S Kazwini, London, UK
I think it is hard to accept these results for a couple of reasons. People do not see the bodies. Secondly, people feel that all those government officials and all those reporters must be detecting a big portion of the deaths. When in actuality during times of war, it is rare for even 20% to be detected.
It seems to me that the timing of the publication of the 2004 and 2006 reports - in both cases shortly before a U.S. election - was a mistake.
Mik Ado, London, UK
Both were unfortunate timing. As I said at the time of the first study, I lived in fear that our Iraqi colleagues and interviewers would be killed if we had finished a survey in mid-September and it took two months for the results to get out. I think in Iraq, a post-election publication in 2004 would have been seen as my colleagues knowing something but keeping it hidden.
Joe Emersberger from Canada, who follows this issue closely, collected some of the expert criticisms of the report and a selection was put to Mr Roberts.
A research team have asserted in an article in Science that the second Lancet study is seriously flawed due to "main street bias."
We worked hard in Iraq to have every street segment have an equal chance of being selected. We worked hard to have each separate house have an equal chance of being selected. Realize, there would have to be both a systematic selection of one kind of street by our process and a radically different rate of death on that kind of street in order to skew our results. We see no evidence of either.
The second report found a pre-invasion death rate of 5.5/ per 1000 people per year. The UN has an estimate of 10. Isn't that evidence of inaccuracy in the study?
The last census in Iraq was a decade ago and I suspect the UN number is somewhat outdated. The death rate in Jordan and Syria is about 5. Thus, I suspect that our number is valid.
Madelyn Hicks, a psychiatrist and public health researcher at King's College London in the UK, says she "simply cannot believe" the paper's claim that 40 consecutive houses were surveyed in a single day.
In Iraq in 2004, the surveys took about twice as long and it usually took a two-person team about three hours to interview a 30-house cluster. I remember one rural cluster that took about six hours and we got back after dark. Nonetheless, Dr. Hicks' concerns are not valid as many days one team interviewed two clusters in 2004.
A UNDP survey, 13 months after the war, had a much higher sample size than both Lancet studies and found about one-third the number of deaths that your team has found. Given the much higher sample size, shouldn't we assume the UNDP study was more accurate and therefore your numbers are way too high?
The UNDP study was much larger, it was led by the highly revered Jon Pederson in Norway, but was not focused on mortality. I suspect that Jon's mortality estimate was not complete. I think we got more complete reporting.
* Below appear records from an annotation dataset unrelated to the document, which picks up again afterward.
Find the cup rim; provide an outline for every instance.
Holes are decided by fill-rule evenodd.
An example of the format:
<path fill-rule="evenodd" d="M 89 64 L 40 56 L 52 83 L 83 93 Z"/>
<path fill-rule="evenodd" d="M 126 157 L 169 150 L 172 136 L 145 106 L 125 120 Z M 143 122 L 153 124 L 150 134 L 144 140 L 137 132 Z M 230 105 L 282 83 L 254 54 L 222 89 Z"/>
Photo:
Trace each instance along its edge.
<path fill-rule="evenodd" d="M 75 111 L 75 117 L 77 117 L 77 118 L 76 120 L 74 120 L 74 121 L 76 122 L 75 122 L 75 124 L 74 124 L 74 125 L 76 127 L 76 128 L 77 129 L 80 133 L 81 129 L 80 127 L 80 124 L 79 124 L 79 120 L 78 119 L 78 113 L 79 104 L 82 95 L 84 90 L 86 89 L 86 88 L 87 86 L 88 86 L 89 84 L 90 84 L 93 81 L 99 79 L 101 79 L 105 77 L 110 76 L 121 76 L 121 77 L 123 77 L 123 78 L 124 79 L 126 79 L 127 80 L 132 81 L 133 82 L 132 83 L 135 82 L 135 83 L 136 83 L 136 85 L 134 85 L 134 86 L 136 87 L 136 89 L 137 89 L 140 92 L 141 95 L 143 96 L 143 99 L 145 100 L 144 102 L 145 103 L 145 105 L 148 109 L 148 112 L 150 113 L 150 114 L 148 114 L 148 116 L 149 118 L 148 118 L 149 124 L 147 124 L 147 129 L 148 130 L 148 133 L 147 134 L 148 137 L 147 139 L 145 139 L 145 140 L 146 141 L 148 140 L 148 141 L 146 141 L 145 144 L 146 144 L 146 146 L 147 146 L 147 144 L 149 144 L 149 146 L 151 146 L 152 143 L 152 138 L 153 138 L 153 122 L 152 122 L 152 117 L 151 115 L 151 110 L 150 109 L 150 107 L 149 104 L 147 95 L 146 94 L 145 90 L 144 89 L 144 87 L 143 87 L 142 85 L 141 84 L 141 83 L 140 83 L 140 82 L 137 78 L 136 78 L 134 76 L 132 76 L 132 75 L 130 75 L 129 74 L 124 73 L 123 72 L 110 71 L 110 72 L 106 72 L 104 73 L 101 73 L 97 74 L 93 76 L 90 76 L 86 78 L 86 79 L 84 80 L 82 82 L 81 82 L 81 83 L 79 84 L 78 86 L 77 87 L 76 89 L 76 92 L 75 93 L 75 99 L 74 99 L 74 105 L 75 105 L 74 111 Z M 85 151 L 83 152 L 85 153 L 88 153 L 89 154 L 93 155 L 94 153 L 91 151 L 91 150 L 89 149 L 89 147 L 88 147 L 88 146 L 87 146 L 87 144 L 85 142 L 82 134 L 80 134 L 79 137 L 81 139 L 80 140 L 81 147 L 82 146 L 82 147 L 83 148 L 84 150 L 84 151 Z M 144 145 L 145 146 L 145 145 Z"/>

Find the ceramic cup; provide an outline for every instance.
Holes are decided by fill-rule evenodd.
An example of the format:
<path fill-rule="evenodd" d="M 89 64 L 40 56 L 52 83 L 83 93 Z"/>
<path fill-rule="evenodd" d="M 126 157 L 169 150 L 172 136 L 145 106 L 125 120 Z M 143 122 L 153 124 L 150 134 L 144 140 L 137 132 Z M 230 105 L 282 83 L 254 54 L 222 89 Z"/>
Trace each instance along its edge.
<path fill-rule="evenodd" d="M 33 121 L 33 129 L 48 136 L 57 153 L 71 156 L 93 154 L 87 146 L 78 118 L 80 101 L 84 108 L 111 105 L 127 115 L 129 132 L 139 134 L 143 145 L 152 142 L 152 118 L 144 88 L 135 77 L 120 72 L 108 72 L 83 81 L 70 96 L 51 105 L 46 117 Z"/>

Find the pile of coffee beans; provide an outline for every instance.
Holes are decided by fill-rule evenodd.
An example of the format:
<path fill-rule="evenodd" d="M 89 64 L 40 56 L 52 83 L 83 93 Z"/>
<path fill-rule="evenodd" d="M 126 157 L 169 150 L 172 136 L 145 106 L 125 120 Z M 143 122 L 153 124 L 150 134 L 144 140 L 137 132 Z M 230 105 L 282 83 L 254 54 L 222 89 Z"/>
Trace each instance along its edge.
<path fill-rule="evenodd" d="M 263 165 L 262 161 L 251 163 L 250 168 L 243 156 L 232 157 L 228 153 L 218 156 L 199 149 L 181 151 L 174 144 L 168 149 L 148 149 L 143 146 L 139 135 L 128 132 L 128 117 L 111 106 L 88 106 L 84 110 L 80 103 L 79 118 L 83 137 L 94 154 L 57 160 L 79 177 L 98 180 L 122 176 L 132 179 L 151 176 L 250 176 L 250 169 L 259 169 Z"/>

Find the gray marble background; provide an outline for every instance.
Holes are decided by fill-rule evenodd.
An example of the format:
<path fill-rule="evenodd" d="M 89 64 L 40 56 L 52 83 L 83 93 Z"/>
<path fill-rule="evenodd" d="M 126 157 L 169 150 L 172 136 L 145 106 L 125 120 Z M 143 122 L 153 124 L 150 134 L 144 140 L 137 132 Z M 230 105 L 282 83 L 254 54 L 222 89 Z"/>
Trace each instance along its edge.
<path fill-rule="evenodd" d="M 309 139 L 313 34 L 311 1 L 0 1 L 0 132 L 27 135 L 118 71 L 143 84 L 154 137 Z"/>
This UNDP survey covered about 13 months after the invasion. Our first survey recorded almost twice as many violent deaths from the 13th to the 18th months after the invasion as it did during the first 12. The second survey found an excess rate of 2.6/1000/year over the same period corresponding to approximately 70,000 deaths by April of 2004. Thus, the rates of violent death recorded in the two survey groups are not so divergent.